= Chilympiad =

Chili cooking competition in Texas, US

The Chilympiad was a Texas tradition held annually in the second week of September from 1970 to 2002. It originated in San Marcos, Texas, at Aquarena Springs, but in 1974, was relocated to its permanent headquarters at the Hays County Civic Center, also in San Marcos. The event was a competition of chili cooking. Winners of the contest automatically qualified for the World Championship Chili Cookoff at Terlingua, Texas.

The rules were few and simple, being no more than:
1. All chili must be made from scratch at the site of the contest.
2. Women are barred from entering the contest as chefs.

In response to the second rule, another cookoff was established in Luckenbach, Texas, named "Hell Hath No Fury Like A Woman Scorned," in which the winners similarly qualify for the world championship cookoff.

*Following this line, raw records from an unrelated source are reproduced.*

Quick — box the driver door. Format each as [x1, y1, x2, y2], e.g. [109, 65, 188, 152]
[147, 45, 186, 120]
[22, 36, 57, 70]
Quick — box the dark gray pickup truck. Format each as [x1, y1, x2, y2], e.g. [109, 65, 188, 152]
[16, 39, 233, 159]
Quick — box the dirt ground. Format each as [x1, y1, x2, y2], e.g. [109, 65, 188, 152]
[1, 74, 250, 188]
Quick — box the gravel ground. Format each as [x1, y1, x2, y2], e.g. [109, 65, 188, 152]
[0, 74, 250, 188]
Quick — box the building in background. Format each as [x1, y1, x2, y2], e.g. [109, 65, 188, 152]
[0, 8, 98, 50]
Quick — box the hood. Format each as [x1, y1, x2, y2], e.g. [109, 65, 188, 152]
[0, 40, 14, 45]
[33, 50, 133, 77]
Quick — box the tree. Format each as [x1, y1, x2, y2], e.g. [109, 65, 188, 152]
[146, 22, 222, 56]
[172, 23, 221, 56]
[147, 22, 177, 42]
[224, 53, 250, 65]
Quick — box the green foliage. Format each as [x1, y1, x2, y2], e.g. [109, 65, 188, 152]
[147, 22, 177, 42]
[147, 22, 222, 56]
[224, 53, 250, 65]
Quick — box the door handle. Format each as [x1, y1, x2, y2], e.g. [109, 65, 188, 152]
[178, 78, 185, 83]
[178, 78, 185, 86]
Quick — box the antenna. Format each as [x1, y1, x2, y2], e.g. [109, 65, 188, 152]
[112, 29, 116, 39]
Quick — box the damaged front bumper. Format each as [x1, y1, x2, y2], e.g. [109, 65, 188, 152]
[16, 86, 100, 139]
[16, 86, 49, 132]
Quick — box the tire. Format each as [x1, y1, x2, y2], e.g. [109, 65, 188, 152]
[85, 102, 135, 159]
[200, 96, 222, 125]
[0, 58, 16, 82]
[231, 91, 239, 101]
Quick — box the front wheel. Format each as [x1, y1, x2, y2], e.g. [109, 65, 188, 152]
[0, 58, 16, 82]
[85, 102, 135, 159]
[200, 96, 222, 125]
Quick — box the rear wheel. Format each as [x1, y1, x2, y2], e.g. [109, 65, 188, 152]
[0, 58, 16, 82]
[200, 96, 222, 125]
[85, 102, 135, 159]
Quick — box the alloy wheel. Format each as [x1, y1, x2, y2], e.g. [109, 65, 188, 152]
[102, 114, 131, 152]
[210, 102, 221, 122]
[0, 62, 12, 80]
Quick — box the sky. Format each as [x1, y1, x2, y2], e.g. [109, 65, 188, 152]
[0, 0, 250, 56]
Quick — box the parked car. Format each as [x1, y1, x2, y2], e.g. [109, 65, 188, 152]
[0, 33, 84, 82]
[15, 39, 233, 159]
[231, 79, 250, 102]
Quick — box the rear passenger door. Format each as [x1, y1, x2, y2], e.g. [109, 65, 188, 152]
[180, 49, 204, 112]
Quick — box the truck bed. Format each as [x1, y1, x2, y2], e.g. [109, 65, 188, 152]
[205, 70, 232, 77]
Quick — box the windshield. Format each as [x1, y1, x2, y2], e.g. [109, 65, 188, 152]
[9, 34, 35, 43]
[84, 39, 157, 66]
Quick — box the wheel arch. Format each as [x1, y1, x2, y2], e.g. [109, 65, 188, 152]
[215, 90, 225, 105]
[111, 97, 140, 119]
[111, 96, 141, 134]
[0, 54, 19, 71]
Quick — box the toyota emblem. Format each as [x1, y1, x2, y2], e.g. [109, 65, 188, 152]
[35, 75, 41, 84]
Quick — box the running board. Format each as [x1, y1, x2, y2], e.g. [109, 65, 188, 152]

In 2001, the Chilympiad was scheduled for September 14 and 15. The September 11 attacks severely impacted participation and attendance at the event. The event lost $30,000. Attendance improved for 2002, but the event lost $19,000. Chilympiad was cancelled for 2003. Although the El Jefe Association, which organized the annual event, hoped to revive the festival in 2004, they were not able to recoup from previous losses, and was terminated hereafter.